For media(CDs, DVDs, books, records, etc.) or whatever that you arrange alphabetically, do you arrange them on the shelf left to right or right to left?
I’ve always gone right to left. It just seems more logical to my eye that way.
How about you?
For media(CDs, DVDs, books, records, etc.) or whatever that you arrange alphabetically, do you arrange them on the shelf left to right or right to left?
I’ve always gone right to left. It just seems more logical to my eye that way.
How about you?
I do it back… and to the left.
Back… and to the left.
Back… and to the left.
Can I ask why you feel right to left is more logical? Every time I ever encounter anything that is numbered, or alphabetical, it’s left to right, in the US, at least.
I usually do left to right, but I suppose since the writing on the spine of a book etc would usually go from top to bottom, having it sorted right-to-left would mean that when you tilt your head to the right you could read the titles top-to-bottom in descending order.
I don’t alphabetize, but what sorting I bother to do (DVD sets up top, horror films together, then everything else) is left to right, with the names reading the same way if I notice.
I’m left to right with everything except vinyl. That goes right to left and I’ve no idea why.
I voted Left to Right, but that’s if I actually organize. It was that or “throw it all in a pile”, which won’t happen on a shelf.
I voted “Left to Right” – but that’s for stuff in English. For stuff in Hebrew (which is an RtL language, i.e., written lines on a page are read from right to left, books open on the left when face up, etc…) I’d sort Right to Left.
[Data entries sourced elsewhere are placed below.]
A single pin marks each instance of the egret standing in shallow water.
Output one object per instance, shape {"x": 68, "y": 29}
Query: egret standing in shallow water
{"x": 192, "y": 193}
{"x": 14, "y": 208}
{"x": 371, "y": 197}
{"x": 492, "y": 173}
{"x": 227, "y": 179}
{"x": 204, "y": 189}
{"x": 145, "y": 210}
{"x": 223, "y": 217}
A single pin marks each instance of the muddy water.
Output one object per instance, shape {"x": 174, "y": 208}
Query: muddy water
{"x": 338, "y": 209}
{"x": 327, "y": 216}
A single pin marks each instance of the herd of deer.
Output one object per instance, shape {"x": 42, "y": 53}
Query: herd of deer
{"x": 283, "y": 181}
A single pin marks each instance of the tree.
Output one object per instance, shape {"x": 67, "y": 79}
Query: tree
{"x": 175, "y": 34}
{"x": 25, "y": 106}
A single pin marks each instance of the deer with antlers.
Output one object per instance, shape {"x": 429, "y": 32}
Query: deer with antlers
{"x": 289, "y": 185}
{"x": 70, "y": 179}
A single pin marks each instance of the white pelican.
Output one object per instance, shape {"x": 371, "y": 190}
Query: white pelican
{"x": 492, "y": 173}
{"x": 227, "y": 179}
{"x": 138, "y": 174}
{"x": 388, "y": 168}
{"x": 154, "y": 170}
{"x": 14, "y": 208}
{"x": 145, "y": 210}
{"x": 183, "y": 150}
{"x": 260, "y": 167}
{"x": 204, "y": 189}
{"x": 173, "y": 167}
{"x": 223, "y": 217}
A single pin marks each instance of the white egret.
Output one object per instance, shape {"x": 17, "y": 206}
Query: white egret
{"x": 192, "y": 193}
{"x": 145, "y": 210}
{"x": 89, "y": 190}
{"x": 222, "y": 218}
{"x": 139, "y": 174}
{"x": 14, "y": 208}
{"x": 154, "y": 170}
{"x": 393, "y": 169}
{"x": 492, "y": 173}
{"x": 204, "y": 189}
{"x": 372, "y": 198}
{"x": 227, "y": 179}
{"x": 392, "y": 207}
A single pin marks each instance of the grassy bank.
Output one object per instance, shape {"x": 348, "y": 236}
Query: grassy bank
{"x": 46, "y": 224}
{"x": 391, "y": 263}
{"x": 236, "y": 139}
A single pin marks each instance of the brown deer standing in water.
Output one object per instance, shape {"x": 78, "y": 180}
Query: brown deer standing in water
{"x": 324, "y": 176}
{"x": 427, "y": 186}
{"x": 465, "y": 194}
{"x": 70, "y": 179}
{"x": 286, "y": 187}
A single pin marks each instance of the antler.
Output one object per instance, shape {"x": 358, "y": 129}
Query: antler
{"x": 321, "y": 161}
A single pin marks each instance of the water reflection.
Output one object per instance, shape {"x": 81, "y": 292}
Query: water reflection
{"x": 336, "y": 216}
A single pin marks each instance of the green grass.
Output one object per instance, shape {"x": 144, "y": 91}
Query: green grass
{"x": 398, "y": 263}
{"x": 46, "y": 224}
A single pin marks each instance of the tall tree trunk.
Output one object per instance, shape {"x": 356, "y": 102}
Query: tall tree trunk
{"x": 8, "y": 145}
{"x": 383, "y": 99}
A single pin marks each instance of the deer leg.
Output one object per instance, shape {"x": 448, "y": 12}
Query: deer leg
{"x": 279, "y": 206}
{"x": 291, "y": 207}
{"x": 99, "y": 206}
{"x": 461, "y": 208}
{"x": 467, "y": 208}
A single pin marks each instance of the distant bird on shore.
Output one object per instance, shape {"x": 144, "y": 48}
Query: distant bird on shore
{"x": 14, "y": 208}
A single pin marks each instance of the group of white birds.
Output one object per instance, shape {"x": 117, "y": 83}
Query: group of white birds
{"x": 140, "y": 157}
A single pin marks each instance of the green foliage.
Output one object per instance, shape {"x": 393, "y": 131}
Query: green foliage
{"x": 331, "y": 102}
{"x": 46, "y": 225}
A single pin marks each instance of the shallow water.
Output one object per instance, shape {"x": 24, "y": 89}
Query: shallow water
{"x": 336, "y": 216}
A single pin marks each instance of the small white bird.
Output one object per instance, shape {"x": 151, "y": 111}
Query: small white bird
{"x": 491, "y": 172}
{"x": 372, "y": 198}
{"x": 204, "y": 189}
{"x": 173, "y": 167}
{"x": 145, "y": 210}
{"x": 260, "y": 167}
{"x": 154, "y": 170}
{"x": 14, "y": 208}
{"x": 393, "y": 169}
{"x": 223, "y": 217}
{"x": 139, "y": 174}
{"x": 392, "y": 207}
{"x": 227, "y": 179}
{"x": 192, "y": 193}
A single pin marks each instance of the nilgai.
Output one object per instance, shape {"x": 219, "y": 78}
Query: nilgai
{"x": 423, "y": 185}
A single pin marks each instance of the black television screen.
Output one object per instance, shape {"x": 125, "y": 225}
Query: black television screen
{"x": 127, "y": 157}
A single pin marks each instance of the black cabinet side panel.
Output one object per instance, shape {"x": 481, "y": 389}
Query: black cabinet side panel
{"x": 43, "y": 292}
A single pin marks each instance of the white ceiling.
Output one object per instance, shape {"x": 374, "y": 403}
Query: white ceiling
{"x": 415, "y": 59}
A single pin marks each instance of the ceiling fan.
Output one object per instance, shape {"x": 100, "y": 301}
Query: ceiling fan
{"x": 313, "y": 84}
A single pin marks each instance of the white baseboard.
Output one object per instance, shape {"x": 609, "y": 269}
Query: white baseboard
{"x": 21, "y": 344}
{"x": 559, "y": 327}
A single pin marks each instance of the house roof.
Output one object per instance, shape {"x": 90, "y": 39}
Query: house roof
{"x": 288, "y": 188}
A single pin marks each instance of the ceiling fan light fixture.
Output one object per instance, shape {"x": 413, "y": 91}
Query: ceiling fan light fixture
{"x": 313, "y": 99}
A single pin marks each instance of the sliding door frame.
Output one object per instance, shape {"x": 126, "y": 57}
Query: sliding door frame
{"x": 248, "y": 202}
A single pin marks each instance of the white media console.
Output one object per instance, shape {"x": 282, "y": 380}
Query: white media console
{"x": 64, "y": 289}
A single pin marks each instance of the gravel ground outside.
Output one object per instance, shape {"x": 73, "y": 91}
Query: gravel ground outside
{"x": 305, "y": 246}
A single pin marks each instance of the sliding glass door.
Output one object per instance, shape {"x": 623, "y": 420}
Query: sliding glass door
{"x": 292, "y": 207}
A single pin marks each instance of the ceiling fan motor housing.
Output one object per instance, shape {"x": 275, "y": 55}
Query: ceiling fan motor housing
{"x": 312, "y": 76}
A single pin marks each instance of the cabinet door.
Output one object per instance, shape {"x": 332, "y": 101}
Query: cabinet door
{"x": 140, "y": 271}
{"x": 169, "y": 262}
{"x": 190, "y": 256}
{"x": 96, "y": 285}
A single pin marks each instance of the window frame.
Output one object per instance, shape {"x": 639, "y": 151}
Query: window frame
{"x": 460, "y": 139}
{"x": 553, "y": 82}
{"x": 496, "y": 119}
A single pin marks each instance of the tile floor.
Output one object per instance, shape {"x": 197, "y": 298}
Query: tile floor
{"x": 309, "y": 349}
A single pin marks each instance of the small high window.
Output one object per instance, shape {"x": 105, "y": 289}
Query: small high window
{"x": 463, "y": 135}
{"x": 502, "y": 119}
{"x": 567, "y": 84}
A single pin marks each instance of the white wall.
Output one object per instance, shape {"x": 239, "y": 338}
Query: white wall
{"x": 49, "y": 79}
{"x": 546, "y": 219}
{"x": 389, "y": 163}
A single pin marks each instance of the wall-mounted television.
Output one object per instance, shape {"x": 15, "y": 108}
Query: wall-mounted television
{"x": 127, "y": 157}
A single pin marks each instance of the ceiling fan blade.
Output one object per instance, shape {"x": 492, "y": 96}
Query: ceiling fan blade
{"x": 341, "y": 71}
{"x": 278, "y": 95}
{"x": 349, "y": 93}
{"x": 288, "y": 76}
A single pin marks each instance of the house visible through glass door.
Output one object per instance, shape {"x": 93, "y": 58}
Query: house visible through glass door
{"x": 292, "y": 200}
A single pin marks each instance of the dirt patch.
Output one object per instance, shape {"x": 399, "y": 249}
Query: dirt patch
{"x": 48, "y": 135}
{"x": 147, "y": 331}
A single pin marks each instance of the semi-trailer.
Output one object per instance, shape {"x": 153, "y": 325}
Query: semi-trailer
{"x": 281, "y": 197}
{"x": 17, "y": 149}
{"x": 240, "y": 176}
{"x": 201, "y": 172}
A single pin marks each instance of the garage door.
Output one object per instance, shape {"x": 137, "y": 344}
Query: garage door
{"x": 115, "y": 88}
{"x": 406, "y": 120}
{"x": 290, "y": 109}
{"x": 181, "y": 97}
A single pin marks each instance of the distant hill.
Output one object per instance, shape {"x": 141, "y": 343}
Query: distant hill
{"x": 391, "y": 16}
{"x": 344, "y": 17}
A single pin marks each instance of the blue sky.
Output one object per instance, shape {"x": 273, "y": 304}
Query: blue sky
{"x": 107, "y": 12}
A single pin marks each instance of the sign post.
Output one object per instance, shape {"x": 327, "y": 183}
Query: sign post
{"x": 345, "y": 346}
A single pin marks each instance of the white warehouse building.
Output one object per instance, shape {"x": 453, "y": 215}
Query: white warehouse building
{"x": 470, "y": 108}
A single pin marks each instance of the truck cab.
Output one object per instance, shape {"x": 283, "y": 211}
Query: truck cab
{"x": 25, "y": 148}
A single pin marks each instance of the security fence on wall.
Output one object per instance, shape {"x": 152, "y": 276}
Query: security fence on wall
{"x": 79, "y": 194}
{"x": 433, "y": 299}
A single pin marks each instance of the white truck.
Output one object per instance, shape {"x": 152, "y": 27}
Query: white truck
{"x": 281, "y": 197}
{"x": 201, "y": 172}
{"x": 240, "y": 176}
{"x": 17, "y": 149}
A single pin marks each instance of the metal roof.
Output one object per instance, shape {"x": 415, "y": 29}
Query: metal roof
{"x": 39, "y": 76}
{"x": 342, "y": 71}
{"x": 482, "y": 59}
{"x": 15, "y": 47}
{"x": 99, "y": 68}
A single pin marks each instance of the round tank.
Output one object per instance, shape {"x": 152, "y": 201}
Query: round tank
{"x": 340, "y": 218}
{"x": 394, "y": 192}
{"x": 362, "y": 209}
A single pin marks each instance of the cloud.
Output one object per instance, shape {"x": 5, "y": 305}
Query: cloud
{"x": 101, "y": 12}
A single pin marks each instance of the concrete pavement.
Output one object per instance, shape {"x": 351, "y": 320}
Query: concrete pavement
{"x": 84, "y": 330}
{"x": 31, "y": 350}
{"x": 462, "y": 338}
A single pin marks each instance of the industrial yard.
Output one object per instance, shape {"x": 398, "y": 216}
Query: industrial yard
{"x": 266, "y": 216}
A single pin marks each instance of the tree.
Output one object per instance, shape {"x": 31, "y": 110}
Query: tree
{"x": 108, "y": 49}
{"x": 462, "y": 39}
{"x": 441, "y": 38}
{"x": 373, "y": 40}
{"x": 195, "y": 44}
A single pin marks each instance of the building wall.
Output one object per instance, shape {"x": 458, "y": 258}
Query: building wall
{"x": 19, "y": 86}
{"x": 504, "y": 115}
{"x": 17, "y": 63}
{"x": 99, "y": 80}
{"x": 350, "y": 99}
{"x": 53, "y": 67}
But I figured you meant “in the same direction as the language is written”
This is why. I’ve always done it that way.
I voted left to right, but the ‘big pile’ option gets used disturbingly often
I used to shelve everything left to right. (BTW, I took Hebrew in college and mixing it in with my English-language stuff proved to be problematic for this very reason.) Then I spent a year and a half working in a bookstore, and for awhile it was like shelving alphabetically was taking over my mind. I had dreams - unbelievably boring dreams - about shelving books. I started arranging my own books in a system not dissimilar to what we used in the store. It started out by separating the fiction from the nonfiction, but soon I was separating the history from the science from the theology…
Then I realized I was going crazy. So I intentionally reshuffled my books into a big, disordered muddle, and I’ve kept them that way ever since.
As I read from left to right it only seems natural to put things on the shelf in that order – on those rare occasions I decide to organize. I go through phases on it. For a while I’ll just stick things in any old order and then I can’t find anything, so I’ll go into a burst of reorganizing. Then I’ll let it slide…lather, rinse, repeat.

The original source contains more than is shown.